Phase 1: Foundation Infrastructure βœ… COMPLETE

Implemented: 2026-01-21 Files Created: - server/alembic/versions/025_ai_agent_foundation.py - Database migration - server/app/services/llm_service.py - LLM integration - server/app/services/agent_service.py - Task orchestration - server/app/services/changeset_validator.py - Validation service - server/app/routers/ai_assistant.py - REST API endpoints

Files Modified: - server/app/db/models.py - Added AgentDocument, AgentRun, ChangeSet, ChangeSetItem, AuditTrailEvent - server/app/config.py - Added AI settings (anthropic_api_key, ai_model_id, etc.) - server/app/main.py - Registered AI assistant router

1.1 Database Models

File: server/alembic/versions/025_ai_agent_foundation.py

AgentRun Model

Tracks a single AI task execution.

class AgentRun(Base):
    """Tracks a single AI agent task execution."""
    __tablename__ = "agent_runs"

    id: Mapped[uuid.UUID]  # Primary key
    study_id: Mapped[uuid.UUID]  # Foreign key to studies

    # Task identification
    task_type: Mapped[str]  # "protocol_ingestion", "battery_config", "amendment_analysis"
    task_name: Mapped[str]  # Human-readable task name

    # Execution status
    status: Mapped[str]  # "pending", "running", "completed", "failed", "cancelled"
    started_at: Mapped[Optional[datetime]]
    completed_at: Mapped[Optional[datetime]]
    error_message: Mapped[Optional[str]]

    # Input tracking
    input_artifacts: Mapped[dict]  # JSONB - references to uploaded docs, parameters
    input_constraints: Mapped[Optional[dict]]  # JSONB - "do not create visits", etc.

    # Output tracking
    output_changeset_id: Mapped[Optional[uuid.UUID]]  # Foreign key to change_sets

    # LLM usage tracking
    model_id: Mapped[str]  # "claude-3-5-sonnet-20241022"
    usage_stats: Mapped[Optional[dict]]  # JSONB - tokens_in, tokens_out, cost

    # Audit integration
    created_by_id: Mapped[uuid.UUID]  # Foreign key to users
    created_at: Mapped[datetime]

ChangeSet Model

Container for proposed configuration changes.

class ChangeSet(Base):
    """Container for AI-generated configuration proposals."""
    __tablename__ = "change_sets"

    id: Mapped[uuid.UUID]
    study_id: Mapped[uuid.UUID]
    agent_run_id: Mapped[Optional[uuid.UUID]]  # Nullable for manual changesets

    # Lifecycle
    status: Mapped[str]  # "draft", "validating", "ready", "applied", "rejected"

    # Validation results
    validation_status: Mapped[Optional[str]]  # "passed", "warnings", "failed"
    validation_results: Mapped[Optional[dict]]  # JSONB - detailed validation output

    # Application tracking
    target_metadata_version_id: Mapped[Optional[uuid.UUID]]  # Where changes will apply
    applied_at: Mapped[Optional[datetime]]
    applied_by_id: Mapped[Optional[uuid.UUID]]
    rejection_reason: Mapped[Optional[str]]
    rejected_at: Mapped[Optional[datetime]]
    rejected_by_id: Mapped[Optional[uuid.UUID]]

    # Summary
    summary: Mapped[Optional[str]]  # AI-generated summary of changes
    risk_flags: Mapped[Optional[dict]]  # JSONB - breaking changes, consent impacts

    created_by_id: Mapped[uuid.UUID]
    created_at: Mapped[datetime]

    # Relationships
    items: Mapped[list["ChangeSetItem"]]

ChangeSetItem Model

Individual artifact proposal within a ChangeSet.
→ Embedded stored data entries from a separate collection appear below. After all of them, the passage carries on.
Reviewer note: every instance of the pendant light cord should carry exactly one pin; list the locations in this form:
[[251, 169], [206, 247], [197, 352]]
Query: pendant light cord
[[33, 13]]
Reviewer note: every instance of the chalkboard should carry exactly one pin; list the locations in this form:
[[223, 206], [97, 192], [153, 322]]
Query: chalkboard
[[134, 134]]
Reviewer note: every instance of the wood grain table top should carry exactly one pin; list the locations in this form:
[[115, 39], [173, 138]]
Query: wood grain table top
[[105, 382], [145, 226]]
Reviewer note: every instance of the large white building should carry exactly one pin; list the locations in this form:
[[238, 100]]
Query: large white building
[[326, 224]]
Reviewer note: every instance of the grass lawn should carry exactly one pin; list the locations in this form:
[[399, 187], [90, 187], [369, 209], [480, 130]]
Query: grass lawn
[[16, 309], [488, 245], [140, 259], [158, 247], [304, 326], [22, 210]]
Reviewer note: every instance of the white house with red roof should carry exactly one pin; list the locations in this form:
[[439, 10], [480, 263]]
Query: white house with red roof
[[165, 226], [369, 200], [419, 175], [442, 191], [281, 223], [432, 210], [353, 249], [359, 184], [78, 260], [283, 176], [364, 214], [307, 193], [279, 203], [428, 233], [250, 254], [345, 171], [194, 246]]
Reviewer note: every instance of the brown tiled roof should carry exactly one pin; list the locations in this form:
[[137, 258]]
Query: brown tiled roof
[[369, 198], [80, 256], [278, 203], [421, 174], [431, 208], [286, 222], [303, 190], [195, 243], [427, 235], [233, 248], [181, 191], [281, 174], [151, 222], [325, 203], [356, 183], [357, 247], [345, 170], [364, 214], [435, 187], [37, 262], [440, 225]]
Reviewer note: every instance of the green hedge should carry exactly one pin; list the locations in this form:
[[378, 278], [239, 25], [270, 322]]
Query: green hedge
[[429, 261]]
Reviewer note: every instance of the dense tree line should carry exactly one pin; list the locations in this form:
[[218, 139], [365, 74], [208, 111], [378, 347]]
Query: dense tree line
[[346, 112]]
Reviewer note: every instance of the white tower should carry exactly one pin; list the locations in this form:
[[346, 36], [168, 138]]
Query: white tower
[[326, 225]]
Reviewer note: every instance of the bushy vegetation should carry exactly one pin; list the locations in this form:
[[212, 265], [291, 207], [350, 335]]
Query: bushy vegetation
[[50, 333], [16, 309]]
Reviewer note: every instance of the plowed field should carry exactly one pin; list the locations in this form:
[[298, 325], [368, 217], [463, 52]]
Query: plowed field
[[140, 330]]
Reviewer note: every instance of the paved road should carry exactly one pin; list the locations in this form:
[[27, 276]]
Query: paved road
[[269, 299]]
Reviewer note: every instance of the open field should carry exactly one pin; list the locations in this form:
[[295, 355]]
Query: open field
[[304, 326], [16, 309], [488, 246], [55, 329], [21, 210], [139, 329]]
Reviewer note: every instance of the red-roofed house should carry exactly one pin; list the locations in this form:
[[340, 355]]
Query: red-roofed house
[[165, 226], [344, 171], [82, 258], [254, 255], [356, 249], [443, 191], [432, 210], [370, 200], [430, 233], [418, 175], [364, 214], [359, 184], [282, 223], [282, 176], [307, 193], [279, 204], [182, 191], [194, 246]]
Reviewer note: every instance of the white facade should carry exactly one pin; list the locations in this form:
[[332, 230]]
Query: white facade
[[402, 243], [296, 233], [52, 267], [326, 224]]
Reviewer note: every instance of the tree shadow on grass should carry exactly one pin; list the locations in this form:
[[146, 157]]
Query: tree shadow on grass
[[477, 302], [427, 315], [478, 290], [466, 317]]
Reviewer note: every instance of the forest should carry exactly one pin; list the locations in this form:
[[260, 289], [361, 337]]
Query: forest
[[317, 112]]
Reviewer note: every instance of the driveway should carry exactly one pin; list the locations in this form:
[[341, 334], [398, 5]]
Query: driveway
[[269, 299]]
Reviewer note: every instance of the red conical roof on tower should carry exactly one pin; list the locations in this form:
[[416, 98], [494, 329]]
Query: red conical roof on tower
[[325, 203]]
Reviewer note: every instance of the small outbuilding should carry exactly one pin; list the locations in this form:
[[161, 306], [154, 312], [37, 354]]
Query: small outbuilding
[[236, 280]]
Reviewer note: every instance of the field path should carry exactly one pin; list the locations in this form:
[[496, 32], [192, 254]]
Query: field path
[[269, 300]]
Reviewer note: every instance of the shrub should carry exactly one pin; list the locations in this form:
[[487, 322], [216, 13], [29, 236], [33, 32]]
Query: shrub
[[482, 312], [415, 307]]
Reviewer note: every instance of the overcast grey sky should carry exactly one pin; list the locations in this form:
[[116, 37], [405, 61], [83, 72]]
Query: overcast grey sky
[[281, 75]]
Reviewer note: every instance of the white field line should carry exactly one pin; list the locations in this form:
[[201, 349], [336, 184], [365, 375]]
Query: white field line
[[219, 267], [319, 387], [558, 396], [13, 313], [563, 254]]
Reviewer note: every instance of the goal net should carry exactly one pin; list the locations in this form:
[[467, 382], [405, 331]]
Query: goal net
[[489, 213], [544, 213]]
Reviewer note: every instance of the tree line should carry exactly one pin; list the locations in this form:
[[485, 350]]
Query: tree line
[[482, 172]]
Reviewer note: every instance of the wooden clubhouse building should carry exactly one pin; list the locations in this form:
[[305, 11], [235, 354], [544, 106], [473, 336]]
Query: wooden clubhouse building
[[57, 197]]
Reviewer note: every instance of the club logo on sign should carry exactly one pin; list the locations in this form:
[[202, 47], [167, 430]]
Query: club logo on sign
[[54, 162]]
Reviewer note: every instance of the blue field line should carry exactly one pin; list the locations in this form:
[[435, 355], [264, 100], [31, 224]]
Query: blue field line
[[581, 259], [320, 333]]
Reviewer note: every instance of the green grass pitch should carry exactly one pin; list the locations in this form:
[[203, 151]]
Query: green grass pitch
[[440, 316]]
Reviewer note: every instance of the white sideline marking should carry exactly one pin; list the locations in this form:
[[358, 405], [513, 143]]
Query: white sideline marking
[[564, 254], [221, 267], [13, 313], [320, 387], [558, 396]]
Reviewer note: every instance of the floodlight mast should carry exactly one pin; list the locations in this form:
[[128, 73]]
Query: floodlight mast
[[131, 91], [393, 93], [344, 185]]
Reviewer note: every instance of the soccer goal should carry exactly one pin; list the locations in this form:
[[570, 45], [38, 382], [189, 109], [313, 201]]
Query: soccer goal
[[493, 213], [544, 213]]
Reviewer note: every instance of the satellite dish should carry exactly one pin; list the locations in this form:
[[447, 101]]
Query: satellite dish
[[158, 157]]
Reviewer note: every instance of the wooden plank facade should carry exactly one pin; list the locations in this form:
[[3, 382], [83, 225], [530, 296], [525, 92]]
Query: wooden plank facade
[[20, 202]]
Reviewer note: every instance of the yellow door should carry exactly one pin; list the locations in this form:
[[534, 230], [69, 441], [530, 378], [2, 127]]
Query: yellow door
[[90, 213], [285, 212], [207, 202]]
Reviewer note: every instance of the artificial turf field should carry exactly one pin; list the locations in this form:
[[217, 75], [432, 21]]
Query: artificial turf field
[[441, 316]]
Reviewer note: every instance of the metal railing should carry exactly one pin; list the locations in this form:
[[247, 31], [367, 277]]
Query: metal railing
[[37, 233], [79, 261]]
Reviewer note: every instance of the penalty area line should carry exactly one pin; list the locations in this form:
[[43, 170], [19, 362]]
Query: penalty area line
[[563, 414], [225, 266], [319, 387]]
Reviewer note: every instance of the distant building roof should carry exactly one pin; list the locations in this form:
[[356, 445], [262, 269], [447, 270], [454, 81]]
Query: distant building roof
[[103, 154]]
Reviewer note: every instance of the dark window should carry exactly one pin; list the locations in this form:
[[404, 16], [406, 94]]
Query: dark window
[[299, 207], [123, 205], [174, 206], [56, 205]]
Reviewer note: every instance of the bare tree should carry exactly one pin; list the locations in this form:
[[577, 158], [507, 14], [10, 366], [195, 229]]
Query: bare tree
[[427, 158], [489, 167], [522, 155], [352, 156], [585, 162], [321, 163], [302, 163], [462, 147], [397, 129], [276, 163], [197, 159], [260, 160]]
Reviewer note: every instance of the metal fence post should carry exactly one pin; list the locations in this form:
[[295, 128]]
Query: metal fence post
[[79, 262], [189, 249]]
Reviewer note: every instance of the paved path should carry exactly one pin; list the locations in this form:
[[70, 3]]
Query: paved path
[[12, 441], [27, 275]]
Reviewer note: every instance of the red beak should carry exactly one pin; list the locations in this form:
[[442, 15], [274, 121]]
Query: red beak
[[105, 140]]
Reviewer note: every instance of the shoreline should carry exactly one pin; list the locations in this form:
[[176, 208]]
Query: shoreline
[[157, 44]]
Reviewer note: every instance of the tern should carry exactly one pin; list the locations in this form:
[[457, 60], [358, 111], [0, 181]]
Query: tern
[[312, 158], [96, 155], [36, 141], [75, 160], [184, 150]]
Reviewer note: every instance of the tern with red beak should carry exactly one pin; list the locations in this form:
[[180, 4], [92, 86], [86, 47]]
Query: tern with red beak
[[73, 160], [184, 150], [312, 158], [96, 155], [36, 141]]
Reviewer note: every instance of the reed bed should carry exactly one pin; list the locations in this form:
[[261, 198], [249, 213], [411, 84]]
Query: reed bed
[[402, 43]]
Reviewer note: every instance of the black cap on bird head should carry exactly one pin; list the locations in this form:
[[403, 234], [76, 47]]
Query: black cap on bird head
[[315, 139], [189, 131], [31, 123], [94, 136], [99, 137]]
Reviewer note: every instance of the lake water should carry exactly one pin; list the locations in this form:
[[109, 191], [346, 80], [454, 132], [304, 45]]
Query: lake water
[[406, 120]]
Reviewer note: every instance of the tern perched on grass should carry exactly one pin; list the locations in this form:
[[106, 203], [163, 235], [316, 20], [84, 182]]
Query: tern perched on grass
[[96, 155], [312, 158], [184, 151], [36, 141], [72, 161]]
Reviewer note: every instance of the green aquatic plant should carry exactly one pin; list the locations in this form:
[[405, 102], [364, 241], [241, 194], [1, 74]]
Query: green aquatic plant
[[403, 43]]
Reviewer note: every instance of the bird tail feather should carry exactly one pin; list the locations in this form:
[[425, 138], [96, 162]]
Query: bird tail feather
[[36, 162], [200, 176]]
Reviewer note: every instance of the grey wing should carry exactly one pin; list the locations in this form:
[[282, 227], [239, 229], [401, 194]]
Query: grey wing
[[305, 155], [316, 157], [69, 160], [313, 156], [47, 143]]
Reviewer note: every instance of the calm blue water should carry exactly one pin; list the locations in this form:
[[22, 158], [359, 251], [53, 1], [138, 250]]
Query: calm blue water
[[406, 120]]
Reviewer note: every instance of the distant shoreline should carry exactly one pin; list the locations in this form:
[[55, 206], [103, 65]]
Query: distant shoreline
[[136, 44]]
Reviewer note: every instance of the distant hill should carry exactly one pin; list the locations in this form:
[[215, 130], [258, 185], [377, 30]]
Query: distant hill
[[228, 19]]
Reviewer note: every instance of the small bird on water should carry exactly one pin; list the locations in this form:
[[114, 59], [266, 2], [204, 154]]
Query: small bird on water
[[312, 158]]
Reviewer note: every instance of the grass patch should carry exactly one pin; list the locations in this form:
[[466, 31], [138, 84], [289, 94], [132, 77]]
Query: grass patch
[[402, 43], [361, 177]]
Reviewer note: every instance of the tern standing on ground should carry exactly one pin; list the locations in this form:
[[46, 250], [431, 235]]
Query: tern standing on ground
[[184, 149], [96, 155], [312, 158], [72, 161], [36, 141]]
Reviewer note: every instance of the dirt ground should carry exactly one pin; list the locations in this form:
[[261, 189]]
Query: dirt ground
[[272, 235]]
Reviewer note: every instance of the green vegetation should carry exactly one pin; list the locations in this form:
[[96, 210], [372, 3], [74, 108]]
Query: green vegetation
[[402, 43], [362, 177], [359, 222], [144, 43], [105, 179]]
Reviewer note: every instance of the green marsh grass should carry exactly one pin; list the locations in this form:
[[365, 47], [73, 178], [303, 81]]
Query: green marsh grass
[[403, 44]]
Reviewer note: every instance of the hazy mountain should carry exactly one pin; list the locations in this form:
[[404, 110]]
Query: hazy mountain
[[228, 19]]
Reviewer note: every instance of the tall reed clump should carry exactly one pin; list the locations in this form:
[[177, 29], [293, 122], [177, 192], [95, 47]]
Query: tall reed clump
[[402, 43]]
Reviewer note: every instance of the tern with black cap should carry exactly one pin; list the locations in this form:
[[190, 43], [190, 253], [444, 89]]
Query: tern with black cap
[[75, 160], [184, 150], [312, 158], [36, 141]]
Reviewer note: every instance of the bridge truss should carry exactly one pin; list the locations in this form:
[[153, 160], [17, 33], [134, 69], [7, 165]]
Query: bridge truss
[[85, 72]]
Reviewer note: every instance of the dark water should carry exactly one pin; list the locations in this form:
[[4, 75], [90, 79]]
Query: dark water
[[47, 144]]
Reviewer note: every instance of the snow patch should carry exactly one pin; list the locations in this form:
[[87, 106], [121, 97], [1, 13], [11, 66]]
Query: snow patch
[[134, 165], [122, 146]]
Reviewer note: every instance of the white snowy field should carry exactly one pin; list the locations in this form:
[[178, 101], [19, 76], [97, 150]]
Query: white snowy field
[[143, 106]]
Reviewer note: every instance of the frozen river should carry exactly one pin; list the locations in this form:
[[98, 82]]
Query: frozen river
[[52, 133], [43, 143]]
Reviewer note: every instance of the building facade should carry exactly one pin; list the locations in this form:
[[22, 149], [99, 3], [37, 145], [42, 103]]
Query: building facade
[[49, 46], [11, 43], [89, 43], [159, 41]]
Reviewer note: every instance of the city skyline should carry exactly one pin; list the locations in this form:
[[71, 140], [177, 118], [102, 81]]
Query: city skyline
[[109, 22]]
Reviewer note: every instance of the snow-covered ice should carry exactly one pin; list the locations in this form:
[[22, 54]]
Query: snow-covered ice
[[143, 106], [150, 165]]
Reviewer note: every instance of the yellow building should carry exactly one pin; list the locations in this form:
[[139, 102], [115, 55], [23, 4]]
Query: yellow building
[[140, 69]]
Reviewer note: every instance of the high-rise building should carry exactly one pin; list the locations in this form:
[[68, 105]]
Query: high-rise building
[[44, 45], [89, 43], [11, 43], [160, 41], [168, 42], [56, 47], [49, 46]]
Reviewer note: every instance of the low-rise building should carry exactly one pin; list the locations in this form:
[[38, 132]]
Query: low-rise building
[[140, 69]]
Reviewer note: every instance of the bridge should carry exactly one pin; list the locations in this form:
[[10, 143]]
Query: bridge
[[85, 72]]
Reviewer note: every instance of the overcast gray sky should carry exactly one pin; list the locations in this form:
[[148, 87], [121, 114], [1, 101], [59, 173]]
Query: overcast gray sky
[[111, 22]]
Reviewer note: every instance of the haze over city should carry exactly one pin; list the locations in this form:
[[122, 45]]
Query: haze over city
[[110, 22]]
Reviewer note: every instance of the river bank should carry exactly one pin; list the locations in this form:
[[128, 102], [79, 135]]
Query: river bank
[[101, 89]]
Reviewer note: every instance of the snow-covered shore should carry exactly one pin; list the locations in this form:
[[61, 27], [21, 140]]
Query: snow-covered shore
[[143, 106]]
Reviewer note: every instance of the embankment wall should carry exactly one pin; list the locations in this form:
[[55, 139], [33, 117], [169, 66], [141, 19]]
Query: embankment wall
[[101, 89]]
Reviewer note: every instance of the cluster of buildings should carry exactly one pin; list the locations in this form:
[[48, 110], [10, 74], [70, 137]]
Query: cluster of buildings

class ChangeSetItem(Base):
    """Individual artifact proposal within a ChangeSet."""
    __tablename__ = "change_set_items"

    id: Mapped[uuid.UUID]
    changeset_id: Mapped[uuid.UUID]

    # Artifact identification
    artifact_type: Mapped[str]  # "study_event_def", "battery_version", "consent_version", "form_def", "rule"
    artifact_id: Mapped[Optional[uuid.UUID]]  # Existing ID if update, null if create
    artifact_oid: Mapped[Optional[str]]  # ODM OID for the artifact

    # Change specification
    action: Mapped[str]  # "create", "update", "deprecate"
    before_state: Mapped[Optional[dict]]  # JSONB - state before (for updates)
    after_state: Mapped[dict]  # JSONB - proposed new state

    # AI metadata
    rationale: Mapped[Optional[str]]  # Why the AI proposed this
    confidence: Mapped[Optional[float]]  # 0.0-1.0 confidence score
    source_references: Mapped[Optional[dict]]  # JSONB - protocol section, page, etc.

    # Review tracking
    status: Mapped[str]  # "pending", "accepted", "rejected", "needs_input"
    reviewer_notes: Mapped[Optional[str]]
    reviewed_by_id: Mapped[Optional[uuid.UUID]]
    reviewed_at: Mapped[Optional[datetime]]

    created_at: Mapped[datetime]

AgentDocument Model

Tracks uploaded documents for AI context.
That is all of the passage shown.